The Trial of 'Bill Burn,' Under Martin's ActFrom an original Picture by P. Mathews. 'Bill's Donkey Then Was Brought Into Court, Who Caused of Course a Deal of Sport; He Cocked His Ears and Op'd His Jaws, As Tho' He Meant to Plead His Cause.'
Ackermann & Co., London dirext. Published by P. Mathews, Stourbridge. [1838.
Hand-coloured aquatint. 490 x 595mm (19¼ x 23½"), in contemporary veneered frame. Accompanied by contemporary explanatory text. Trimmed to plate, unexamined out of frame, frame knocked.

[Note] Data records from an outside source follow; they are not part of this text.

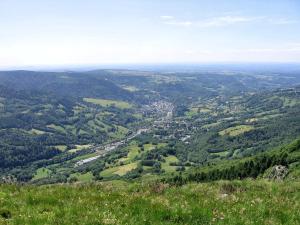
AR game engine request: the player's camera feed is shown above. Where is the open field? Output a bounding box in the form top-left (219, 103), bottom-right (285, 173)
top-left (0, 180), bottom-right (299, 225)
top-left (29, 129), bottom-right (46, 135)
top-left (118, 143), bottom-right (140, 163)
top-left (83, 98), bottom-right (133, 109)
top-left (100, 162), bottom-right (138, 177)
top-left (161, 156), bottom-right (179, 172)
top-left (46, 124), bottom-right (66, 133)
top-left (219, 125), bottom-right (254, 137)
top-left (32, 168), bottom-right (52, 180)
top-left (144, 143), bottom-right (155, 152)
top-left (55, 145), bottom-right (67, 151)
top-left (69, 172), bottom-right (94, 182)
top-left (68, 144), bottom-right (92, 153)
top-left (121, 85), bottom-right (139, 92)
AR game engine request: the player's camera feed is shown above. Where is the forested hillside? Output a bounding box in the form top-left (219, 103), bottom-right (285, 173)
top-left (167, 138), bottom-right (300, 185)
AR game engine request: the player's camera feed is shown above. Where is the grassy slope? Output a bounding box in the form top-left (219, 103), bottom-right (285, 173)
top-left (0, 180), bottom-right (299, 225)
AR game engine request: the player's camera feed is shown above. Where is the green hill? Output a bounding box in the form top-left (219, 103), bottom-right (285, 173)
top-left (167, 138), bottom-right (300, 185)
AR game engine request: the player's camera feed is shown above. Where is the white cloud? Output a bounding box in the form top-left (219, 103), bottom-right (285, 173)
top-left (160, 15), bottom-right (174, 20)
top-left (268, 18), bottom-right (298, 25)
top-left (211, 45), bottom-right (300, 54)
top-left (161, 15), bottom-right (262, 28)
top-left (161, 15), bottom-right (298, 28)
top-left (164, 20), bottom-right (193, 27)
top-left (201, 16), bottom-right (263, 27)
top-left (243, 43), bottom-right (300, 53)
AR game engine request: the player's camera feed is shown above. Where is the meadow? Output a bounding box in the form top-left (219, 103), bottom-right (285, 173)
top-left (0, 180), bottom-right (299, 225)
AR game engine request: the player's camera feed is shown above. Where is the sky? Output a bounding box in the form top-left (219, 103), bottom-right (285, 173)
top-left (0, 0), bottom-right (300, 69)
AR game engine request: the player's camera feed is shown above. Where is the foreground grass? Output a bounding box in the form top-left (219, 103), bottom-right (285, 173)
top-left (0, 180), bottom-right (299, 225)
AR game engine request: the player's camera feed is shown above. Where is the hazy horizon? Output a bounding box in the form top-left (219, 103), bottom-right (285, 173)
top-left (1, 0), bottom-right (300, 69)
top-left (2, 62), bottom-right (300, 73)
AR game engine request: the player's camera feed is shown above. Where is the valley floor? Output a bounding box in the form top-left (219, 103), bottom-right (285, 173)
top-left (0, 180), bottom-right (299, 225)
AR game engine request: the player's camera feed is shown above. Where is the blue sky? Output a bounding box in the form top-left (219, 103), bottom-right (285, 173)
top-left (0, 0), bottom-right (300, 68)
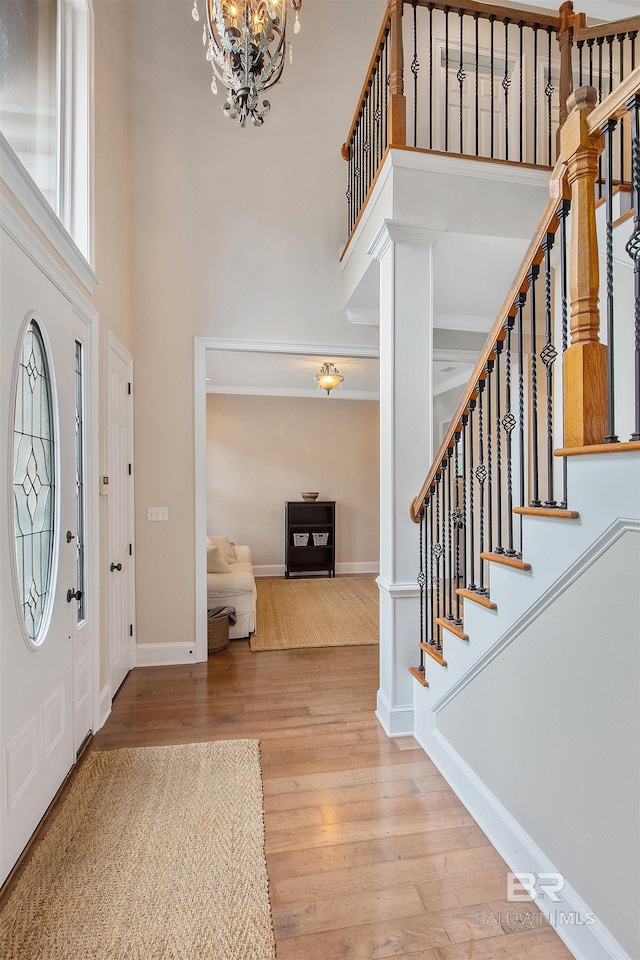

The first prosecution under the 1822 Martin's Act, entitled "Ill Treatment of Cattle Bill", designed to prevent cruelty to animals. As such it was the first known prosecution for animal cruelty in the world. The prosecution of Bill Burn, at the Old Bailey, was brought by Colonel Richard Martin, [1754-1834], MP for Galway, and animal rights activist, the charge being one of cruelty after Burns was found beating his donkey. When it appeared that the Magistrates of the Court were not going to convict, Martin brought the poor animal into the Courtroom so that everyone could see its wounds, leaving the magistrates no choice but to find Burn guilty and fine him. On the floor is a dog-eared copy of Martin's act; under the large clock is a notice 'First Offence! Public Notice. Whereas P. Mathews having been convicted [of] stealing material from a comic song and murdering the subject, craves the pardon of the critics of Hagley Bazaar, Aug. 1838'. The comic song is reproduced on the text sheet.